Judge Cooper’s decision does underscore the need to show harmful misuse of data to establish standing, but his opinion also raises the possibility that the type of information stolen may be important to determining the plausibility of alleged harm.
In the CareFirst breach, customers’ names, birthdates, email addresses, and subscriber numbers were compromised, but no social security numbers or credit card information. In his rejection of plaintiffs’ claims of injury, Judge Cooper specifically referenced the type of information that had been stolen in several instances. It is fair to ask: had either the social security numbers or credit card information of this plaintiff group been implicated, might the judge have seen a more plausible imminent harm?

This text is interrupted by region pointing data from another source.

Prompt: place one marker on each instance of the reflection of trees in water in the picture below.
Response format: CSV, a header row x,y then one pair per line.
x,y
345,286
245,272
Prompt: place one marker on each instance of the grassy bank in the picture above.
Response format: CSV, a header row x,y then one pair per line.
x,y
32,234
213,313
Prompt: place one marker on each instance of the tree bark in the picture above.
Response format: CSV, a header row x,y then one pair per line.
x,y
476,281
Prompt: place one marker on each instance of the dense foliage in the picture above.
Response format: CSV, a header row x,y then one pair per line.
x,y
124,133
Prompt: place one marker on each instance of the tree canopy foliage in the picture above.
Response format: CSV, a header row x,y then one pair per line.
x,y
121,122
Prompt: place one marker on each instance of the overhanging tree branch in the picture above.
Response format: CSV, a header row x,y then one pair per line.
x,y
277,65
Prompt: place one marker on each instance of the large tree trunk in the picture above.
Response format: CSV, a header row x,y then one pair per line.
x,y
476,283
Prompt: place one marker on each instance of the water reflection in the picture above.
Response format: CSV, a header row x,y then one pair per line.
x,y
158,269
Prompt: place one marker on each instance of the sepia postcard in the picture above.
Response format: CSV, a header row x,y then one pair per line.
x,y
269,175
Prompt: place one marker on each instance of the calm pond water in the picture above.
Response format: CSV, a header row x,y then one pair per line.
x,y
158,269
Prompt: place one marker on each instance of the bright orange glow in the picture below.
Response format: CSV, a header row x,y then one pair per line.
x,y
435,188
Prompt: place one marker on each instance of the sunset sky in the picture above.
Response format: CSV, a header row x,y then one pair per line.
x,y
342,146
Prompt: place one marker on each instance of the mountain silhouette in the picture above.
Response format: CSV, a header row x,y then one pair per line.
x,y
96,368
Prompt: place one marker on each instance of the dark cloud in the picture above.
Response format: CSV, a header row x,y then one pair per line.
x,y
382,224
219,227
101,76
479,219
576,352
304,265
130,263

Broadly speaking, Article III standing requires a plaintiff to show injury-in-fact, causation and redressability, and the alleged injury must be particularized, concrete or imminent. In the context of a class action, each named plaintiff must establish that he or she was personally injured.

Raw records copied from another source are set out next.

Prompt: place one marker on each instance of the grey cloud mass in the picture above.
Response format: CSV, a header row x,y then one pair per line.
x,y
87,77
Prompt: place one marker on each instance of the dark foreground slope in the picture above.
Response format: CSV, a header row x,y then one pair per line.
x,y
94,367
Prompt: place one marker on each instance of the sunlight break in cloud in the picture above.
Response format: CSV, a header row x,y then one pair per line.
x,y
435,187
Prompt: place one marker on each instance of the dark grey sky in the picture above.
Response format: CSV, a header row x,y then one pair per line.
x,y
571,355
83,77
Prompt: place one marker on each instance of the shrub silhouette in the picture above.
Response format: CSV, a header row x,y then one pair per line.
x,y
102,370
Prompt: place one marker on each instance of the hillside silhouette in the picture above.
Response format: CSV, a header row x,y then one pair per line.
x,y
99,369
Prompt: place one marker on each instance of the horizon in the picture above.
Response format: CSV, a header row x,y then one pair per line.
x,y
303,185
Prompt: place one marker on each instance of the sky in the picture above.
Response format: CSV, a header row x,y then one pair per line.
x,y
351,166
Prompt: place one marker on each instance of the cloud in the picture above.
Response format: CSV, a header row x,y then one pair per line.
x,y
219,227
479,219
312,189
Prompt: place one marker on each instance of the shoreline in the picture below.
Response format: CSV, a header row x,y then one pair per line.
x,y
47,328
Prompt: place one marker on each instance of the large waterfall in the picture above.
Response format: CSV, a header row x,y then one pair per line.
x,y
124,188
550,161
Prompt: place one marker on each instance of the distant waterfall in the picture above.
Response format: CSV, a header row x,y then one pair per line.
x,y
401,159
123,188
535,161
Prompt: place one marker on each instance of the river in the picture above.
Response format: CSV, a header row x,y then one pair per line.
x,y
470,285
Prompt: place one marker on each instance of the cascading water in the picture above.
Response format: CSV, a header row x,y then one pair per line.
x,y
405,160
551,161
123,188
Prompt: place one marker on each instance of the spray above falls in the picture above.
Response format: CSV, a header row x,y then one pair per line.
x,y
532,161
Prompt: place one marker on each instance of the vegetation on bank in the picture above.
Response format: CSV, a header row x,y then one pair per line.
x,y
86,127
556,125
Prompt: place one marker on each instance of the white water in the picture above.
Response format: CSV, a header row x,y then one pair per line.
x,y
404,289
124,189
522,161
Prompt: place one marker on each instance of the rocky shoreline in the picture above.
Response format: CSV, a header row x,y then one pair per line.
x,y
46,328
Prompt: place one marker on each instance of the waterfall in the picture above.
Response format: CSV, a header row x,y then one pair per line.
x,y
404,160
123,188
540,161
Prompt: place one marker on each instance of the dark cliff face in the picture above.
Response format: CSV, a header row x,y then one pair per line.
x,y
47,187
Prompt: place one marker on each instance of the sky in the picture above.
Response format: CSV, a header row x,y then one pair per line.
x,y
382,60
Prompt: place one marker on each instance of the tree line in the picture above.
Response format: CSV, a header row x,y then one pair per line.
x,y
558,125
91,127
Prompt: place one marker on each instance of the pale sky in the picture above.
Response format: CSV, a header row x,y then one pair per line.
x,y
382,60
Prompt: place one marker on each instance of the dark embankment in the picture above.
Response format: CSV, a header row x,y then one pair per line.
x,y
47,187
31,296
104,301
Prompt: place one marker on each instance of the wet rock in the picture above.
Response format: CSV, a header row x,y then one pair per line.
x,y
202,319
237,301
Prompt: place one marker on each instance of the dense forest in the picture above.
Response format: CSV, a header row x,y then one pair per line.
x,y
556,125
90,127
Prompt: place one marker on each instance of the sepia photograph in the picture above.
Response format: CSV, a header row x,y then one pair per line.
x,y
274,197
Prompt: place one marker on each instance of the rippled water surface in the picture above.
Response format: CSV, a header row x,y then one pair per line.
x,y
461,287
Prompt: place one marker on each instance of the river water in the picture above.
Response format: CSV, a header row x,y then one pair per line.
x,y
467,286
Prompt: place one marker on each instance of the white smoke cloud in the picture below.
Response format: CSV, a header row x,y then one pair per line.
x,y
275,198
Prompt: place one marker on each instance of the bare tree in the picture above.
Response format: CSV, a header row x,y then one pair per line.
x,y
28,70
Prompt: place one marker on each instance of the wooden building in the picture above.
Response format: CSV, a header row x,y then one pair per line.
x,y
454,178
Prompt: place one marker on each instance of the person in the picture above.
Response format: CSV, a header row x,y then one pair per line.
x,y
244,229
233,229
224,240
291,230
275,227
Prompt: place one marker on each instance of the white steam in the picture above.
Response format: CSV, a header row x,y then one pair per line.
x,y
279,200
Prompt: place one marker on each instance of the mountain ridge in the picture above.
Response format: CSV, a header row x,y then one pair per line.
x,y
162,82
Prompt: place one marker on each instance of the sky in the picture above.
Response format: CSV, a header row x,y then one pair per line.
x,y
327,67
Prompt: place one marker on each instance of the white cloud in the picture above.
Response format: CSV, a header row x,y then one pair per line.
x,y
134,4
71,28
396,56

The CareFirst plaintiffs’ class action complaint alleged various violations of state laws and breach of legal duties associated with protecting personal information. The claimed injuries included, inter alia, (1) an increased risk of identity theft; (2) identity theft in the form of a tax fraud; (3) economic harm through having to purchase credit-monitoring services; (4) economic harm through overpayment for insurance coverage; and (5) loss of intrinsic value of their personal information.
The district court found each claim without merit. Plaintiffs could not show how a hacker could steal their identities without their social security numbers or credit card numbers; could not claim the purchase of credit card monitoring services as an injury since that constitutes a “self-inflicted” harm; could not substantiate their claim that some portion of their insurance premiums are now allocated to paying for security measures; and could not show their personal information had been “devalued.”
With respect to the tax fraud claim, two named plaintiffs alleged that they suffered injury-in-fact because they had not yet received an expected tax refund. The court, however, found that the plaintiffs failed to show that their alleged injury was “fairly traceable” to the breach or how such tax refund fraud could have been carried out without their social security numbers and credit card information.